Hidrelétricas: aproveitar ou reduzir?

O Brasil tem o terceiro maior potencial hidrelétrico do mundo, mas a dependência pelas usinas pode prejudicar o fornecimento de energia

Hidrelétricas

Usina de Itaipu

Poucas nações têm tantos recursos - e privilégios - naturais como o Brasil. O maior país da América Latina conta com mais de 10% de toda a água doce do planeta, e grande parte dela é responsável por um dos maiores potenciais hidrelétricos do mundo, estimado em 260 mil megawatts.

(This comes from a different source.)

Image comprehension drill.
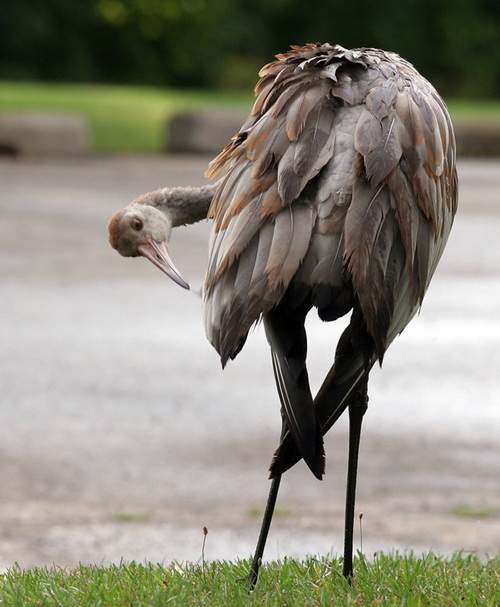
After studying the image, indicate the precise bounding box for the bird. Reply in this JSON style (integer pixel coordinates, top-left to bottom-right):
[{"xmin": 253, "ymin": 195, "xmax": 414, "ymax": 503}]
[{"xmin": 109, "ymin": 43, "xmax": 458, "ymax": 588}]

Quase 70% da energia elétrica produzida no Brasil vêm dos rios, enquanto a média mundial é de 25%.

O potencial hidráulico do Brasil é o 3º maior do mundo, como mostra um vídeo exibido na exposição Água na Oca. Mas apenas um terço desse potencial é aproveitado. Por isso, o governo brasileiro está dando prioridade à implantação de novas usinas - são mais de 300 em construção e 403 usinas em pleno funcionamento.

A maior delas, a usina de Itaipu, fica na fronteira do Brasil e Paraguai e gera energia para os dois países. Até pouco tempo, Itaipu era a maior usina hidrelétrica do mundo, com capacidade para 91 terawatts por hora. O título foi perdido para a gigantesca Três Gargantas, instalada no rio Yang-Tsé, na China.

As hidrelétricas são consideradas fontes de energia limpa e renovável. São mais vantajosas que as termoelétricas, que precisam queimar carvão ou óleo combustível para mover as turbinas, jogando na atmosfera toneladas de gases do efeito estufa. Para comparar, o Brasil teria que queimar 536 mil barris de petróleo por dia para gerar, em usinas termoelétricas, a potência de Itaipu.

Mas, durante os períodos de seca, o funcionamento das hidrelétricas é afetado com a redução drástica da vazão dos rios. A dependência do país pela fonte hidráulica deixa a população suscetível a apagões.

Outro problema das hidrelétricas é a construção de barragens, que alaga grandes áreas e obriga a remoção de populações, causando drásticos impactos ambientais, sociais e econômicos.

Por isso, o Brasil precisa aproveitar também outros potenciais energéticos, também abundantes por aqui, como a energia dos ventos, do Sol e até a da força das ondas do oceano. Essas são fontes de energia renováveis e complementares importantes que podem garantir o fornecimento de energia das futuras gerações.